An update! I’ve now been in contact with the BBC, and have happier news to report. Unlike some of the big commercial podcast companies, the corporation does indeed have a scheme running that’s actively looking for new podcast voices. This is all part of BBC Audio Labs, for which new applications open shortly, and successful applicants don’t just get to make their shows, but get marketing, social and PR support.

I’m leaving the original story here, but I want to acknowledge that I may have been a bit harsh towards the BBC here. I still wish it could do more, as you’d expect, but I’m thrilled it’s doing what many others aren’t.

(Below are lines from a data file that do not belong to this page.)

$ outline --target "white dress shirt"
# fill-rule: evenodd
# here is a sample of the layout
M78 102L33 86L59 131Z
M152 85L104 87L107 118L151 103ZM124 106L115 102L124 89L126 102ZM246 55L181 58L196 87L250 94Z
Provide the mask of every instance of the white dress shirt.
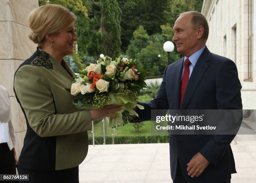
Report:
M15 136L14 136L14 130L11 121L11 108L10 102L9 97L8 90L5 88L0 85L0 122L1 123L5 123L5 125L8 125L8 132L4 132L4 135L8 135L9 137L3 137L3 138L8 139L9 142L0 142L0 143L7 142L10 150L13 149L15 143ZM1 127L2 126L2 127ZM4 127L5 125L0 125L0 128L2 130L6 129ZM2 134L3 135L3 134Z

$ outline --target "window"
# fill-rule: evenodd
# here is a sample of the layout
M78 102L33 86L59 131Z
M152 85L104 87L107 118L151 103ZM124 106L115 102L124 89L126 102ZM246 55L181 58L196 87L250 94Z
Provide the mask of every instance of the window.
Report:
M227 57L227 36L224 36L223 38L224 41L223 44L223 56L225 57Z
M253 62L253 0L248 0L248 68L246 81L252 81Z

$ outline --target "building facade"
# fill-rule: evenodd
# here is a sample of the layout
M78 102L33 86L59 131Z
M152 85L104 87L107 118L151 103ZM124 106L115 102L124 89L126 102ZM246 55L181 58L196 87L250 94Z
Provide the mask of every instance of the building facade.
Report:
M36 50L36 45L28 38L27 18L38 6L38 0L0 0L0 84L9 91L18 155L27 126L13 92L13 77L19 65Z
M209 26L206 45L237 66L243 109L256 109L256 5L253 0L204 0L202 13ZM256 3L256 2L255 2ZM253 45L255 45L253 46Z

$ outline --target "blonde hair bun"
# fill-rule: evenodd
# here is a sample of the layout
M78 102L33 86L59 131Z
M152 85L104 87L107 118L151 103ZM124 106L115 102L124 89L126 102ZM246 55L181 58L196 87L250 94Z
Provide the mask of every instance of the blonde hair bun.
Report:
M28 37L36 44L39 43L40 40L33 31L31 31L28 35Z
M29 27L32 30L28 37L40 46L47 35L58 33L72 26L76 20L74 13L60 5L39 6L28 15Z

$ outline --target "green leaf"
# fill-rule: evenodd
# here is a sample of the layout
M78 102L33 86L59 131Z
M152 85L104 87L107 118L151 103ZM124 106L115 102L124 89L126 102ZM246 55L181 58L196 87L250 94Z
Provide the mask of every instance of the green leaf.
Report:
M106 66L104 65L101 64L100 65L100 69L101 69L101 72L103 74L105 74L107 70L106 69Z
M84 105L84 102L83 102L82 101L81 101L80 100L79 100L77 102L77 104L78 105L78 107L83 107Z

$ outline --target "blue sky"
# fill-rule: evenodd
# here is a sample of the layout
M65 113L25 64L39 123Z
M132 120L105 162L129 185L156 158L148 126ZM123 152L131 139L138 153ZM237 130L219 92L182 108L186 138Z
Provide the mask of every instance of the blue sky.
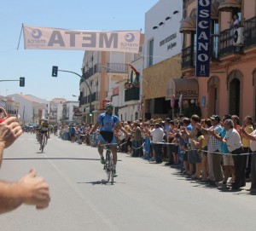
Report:
M0 95L33 95L50 100L75 101L79 78L59 72L51 77L52 66L81 73L83 50L24 49L22 23L28 26L84 31L140 30L144 32L145 13L159 0L9 0L0 1L0 80L26 78L19 82L0 82Z

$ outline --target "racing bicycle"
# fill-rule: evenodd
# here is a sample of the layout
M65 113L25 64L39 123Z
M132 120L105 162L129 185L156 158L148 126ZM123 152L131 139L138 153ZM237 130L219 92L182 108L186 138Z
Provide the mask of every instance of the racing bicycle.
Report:
M111 182L111 184L113 184L113 155L110 149L111 145L117 145L117 143L107 143L102 144L102 146L104 146L106 148L106 159L103 170L107 173L107 181L104 181L106 183Z
M44 152L44 148L45 147L45 145L47 144L47 133L41 133L41 142L40 142L40 150L41 153Z

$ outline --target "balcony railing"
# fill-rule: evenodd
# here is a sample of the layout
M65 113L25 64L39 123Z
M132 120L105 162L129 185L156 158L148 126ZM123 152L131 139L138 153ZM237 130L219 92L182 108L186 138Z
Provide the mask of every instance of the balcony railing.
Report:
M244 22L244 37L246 46L256 43L256 17Z
M100 100L100 92L94 92L90 95L90 102L99 101ZM80 97L79 99L79 106L90 103L90 95Z
M140 99L140 89L128 89L125 91L125 101L138 101Z
M256 17L244 21L244 45L234 47L234 30L230 28L222 31L219 34L211 37L211 60L218 60L219 57L229 54L241 54L243 48L256 44ZM182 68L194 68L195 61L195 46L189 46L182 50Z

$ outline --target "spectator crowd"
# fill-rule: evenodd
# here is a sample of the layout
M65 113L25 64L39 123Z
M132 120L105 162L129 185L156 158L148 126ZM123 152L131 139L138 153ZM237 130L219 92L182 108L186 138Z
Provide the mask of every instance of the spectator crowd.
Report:
M129 133L118 129L119 152L142 158L152 164L177 169L186 177L201 183L230 189L251 182L256 193L256 130L251 116L240 123L236 115L201 118L179 115L172 120L148 119L121 121ZM93 125L61 126L60 137L79 144L97 147L97 130L89 135Z

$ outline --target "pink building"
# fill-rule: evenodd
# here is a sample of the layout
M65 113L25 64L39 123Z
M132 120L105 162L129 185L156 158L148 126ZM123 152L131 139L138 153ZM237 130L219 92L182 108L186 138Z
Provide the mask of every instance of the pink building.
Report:
M208 78L195 77L197 1L183 3L182 72L183 78L198 81L202 117L230 113L241 119L247 115L255 119L256 1L212 1ZM234 15L238 16L238 21L235 22Z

Up front, just want to say: no slight to any of the people hosting the new collection of podcasts that BBC Sounds has just launched. I’m also not a BBC basher. I love the BBC, I love lots of its output.

However, its new press release comes with a line that reads at the top: ‘BBC Sounds launches a raft of exciting podcasts featuring a starry line-up of brilliant new presenting talent’.

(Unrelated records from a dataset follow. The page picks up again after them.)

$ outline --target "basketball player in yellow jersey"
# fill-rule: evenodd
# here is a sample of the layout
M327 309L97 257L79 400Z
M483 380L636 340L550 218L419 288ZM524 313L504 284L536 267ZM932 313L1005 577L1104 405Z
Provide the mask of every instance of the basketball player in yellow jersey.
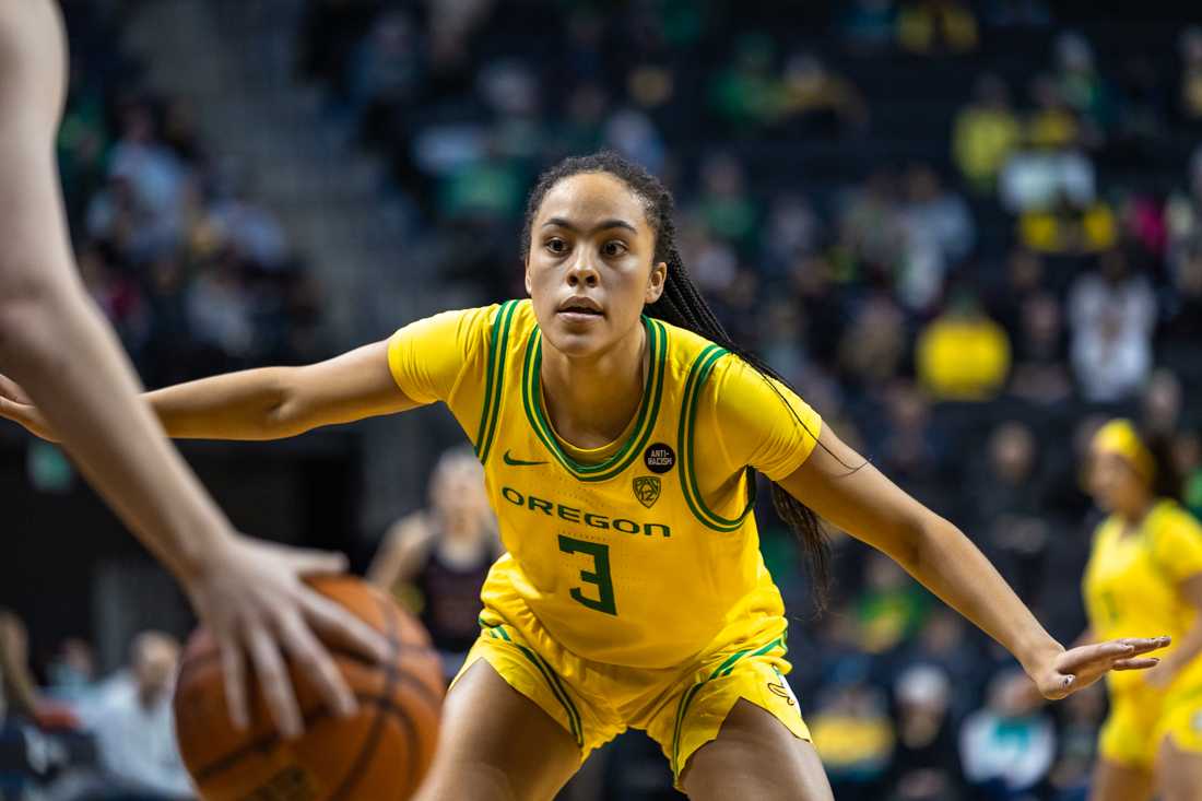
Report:
M246 720L249 657L281 730L297 735L281 649L349 713L355 698L313 630L364 655L386 646L300 582L344 568L340 556L238 534L138 399L129 360L73 269L54 162L65 94L58 4L0 1L0 372L22 382L19 397L37 398L89 482L180 580L221 647L234 722Z
M524 250L528 301L149 394L174 437L288 437L436 400L458 417L508 554L421 799L551 799L627 726L659 741L695 799L831 799L785 678L752 470L775 482L816 572L815 512L1006 646L1047 698L1155 664L1141 654L1162 639L1065 651L959 530L728 352L677 254L671 196L641 167L600 154L545 173ZM0 414L53 433L19 398Z
M1103 426L1091 447L1090 489L1111 514L1085 569L1082 641L1148 627L1174 639L1156 668L1108 676L1094 801L1202 795L1202 526L1173 500L1182 482L1166 451L1126 420Z

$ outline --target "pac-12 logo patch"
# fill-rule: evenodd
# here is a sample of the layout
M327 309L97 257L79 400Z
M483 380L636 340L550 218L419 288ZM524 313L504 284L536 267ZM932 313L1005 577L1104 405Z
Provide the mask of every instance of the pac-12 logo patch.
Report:
M651 473L667 473L676 467L676 452L664 443L655 443L643 452L643 464Z
M641 475L635 477L635 497L638 503L648 509L660 499L660 480L654 475Z

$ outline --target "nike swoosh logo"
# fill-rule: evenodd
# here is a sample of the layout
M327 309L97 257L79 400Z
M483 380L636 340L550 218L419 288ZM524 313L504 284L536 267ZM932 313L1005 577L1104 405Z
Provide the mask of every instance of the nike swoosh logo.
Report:
M506 464L512 464L513 467L528 467L530 464L546 464L546 462L526 462L525 459L516 459L512 456L510 456L508 451L505 451L505 456L502 458L505 459Z

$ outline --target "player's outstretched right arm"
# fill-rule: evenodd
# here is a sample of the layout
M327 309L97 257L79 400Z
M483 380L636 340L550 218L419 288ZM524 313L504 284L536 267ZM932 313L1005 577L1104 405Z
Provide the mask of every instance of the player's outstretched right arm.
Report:
M142 397L167 435L177 439L282 439L419 405L393 380L387 342L316 364L214 375ZM23 388L2 375L0 416L43 439L56 439L54 427Z

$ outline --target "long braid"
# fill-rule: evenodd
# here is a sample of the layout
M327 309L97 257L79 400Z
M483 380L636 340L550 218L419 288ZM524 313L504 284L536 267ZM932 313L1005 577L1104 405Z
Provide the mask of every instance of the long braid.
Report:
M736 344L721 321L709 308L702 297L696 284L689 277L684 261L676 244L676 222L673 220L673 200L671 192L643 167L627 161L613 152L601 152L588 156L564 159L558 165L542 173L530 200L526 203L525 225L522 235L522 256L525 259L530 253L530 229L534 218L538 213L542 198L552 186L564 178L581 173L605 172L620 179L631 191L633 191L644 203L647 219L655 229L655 260L667 265L667 278L664 284L664 292L660 299L649 304L644 310L648 316L657 318L680 328L686 328L694 333L706 337L714 344L736 354L755 368L766 379L774 379L783 386L789 386L776 370L772 369L762 358ZM781 394L773 381L768 381L773 392L780 396L785 407L793 414L799 426L805 426L797 415L792 404ZM811 434L814 432L810 432ZM850 468L850 465L849 465ZM855 469L855 468L850 468ZM748 468L748 480L754 482L755 470ZM805 551L809 562L810 575L814 585L814 603L821 611L826 605L827 586L831 581L831 547L826 532L819 522L817 515L805 504L793 498L778 485L772 482L772 502L776 515L797 535L802 548Z

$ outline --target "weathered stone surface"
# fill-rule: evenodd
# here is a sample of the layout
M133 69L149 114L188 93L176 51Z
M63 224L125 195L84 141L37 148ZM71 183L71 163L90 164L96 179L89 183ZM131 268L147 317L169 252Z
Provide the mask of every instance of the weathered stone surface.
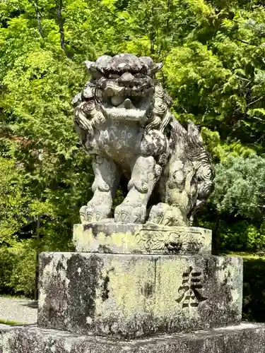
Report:
M196 227L99 222L75 225L73 241L78 252L211 253L211 231Z
M1 353L264 353L265 325L122 341L37 328L0 328Z
M128 192L115 222L192 225L213 190L211 157L196 126L188 121L186 130L172 116L172 100L155 78L162 64L121 54L86 65L91 79L73 100L95 174L82 223L112 217L121 185Z
M240 258L42 253L38 324L125 337L237 323Z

It’s brilliant talent, certainly, but not new. Every single one of the new podcasts that the BBC has announced in its new line-up is hosted by somebody who already has some profile. They may be ‘new’ to presenting podcasts, but they already are known names, and – appreciating I have a vested interest – that feels like the podcast industry writ large at the moment.

Here’s an opportunity to showcase genuine new voices who people may not have heard. To release podcasts that offer those who’ve never been able to break in a chance to do so, and to give them a platform that they otherwise would stand little opportunity of getting. Then, to put the might of the BBC publicity machine behind them.

Instead, it feels like a closed shop, and I’ll mention the hosts because I have no problem with the players, it’s the game that’s the problem.

I bet the shows the BBC has announced will be great too. There’s Miss Me? With Lily Allen and Miquita Oliver, Off The Telly with Natalie Cassidy and Joanna Page, How To Be In The Spotlight with Rylan, History’s Youngest Heroes with Nicola Coughlan and Who Replaced Avril Lavigne? with the brilliant Joanne McNally (thrilled for her, too, and of the five new commissions here, she’s the person I think deserves the platform the most).

Not a single person there I hadn’t heard of before, although I appreciate that’s my perspective and may not be others.

I’ve been involved with the Independent Podcast Awards, which are returning for 2024, and one of the reasons that show exists in the first place is that those with commissioning budgets are ignoring so much of the untapped talent out there. That they’re hiring famous people, and pulling up the ladder as fast as they can behind them, so us independents have no chance of getting on the rung.

Again, I have a vested interest: I have a film podcast, and I’m a nobody. But I also have a bit of a platform, so if you’ve got this far and are interested in some other shows, might I recommend:

Sausage On A Fork

Verbal Diorama

Life After That Thing I Did

The Best Bits Podcast

You can find more on the new BBC commissions, here. To podcast commissioners with budgets out there, though: look beyond the list of famous names please. It’s on you to un-rig the game a bit.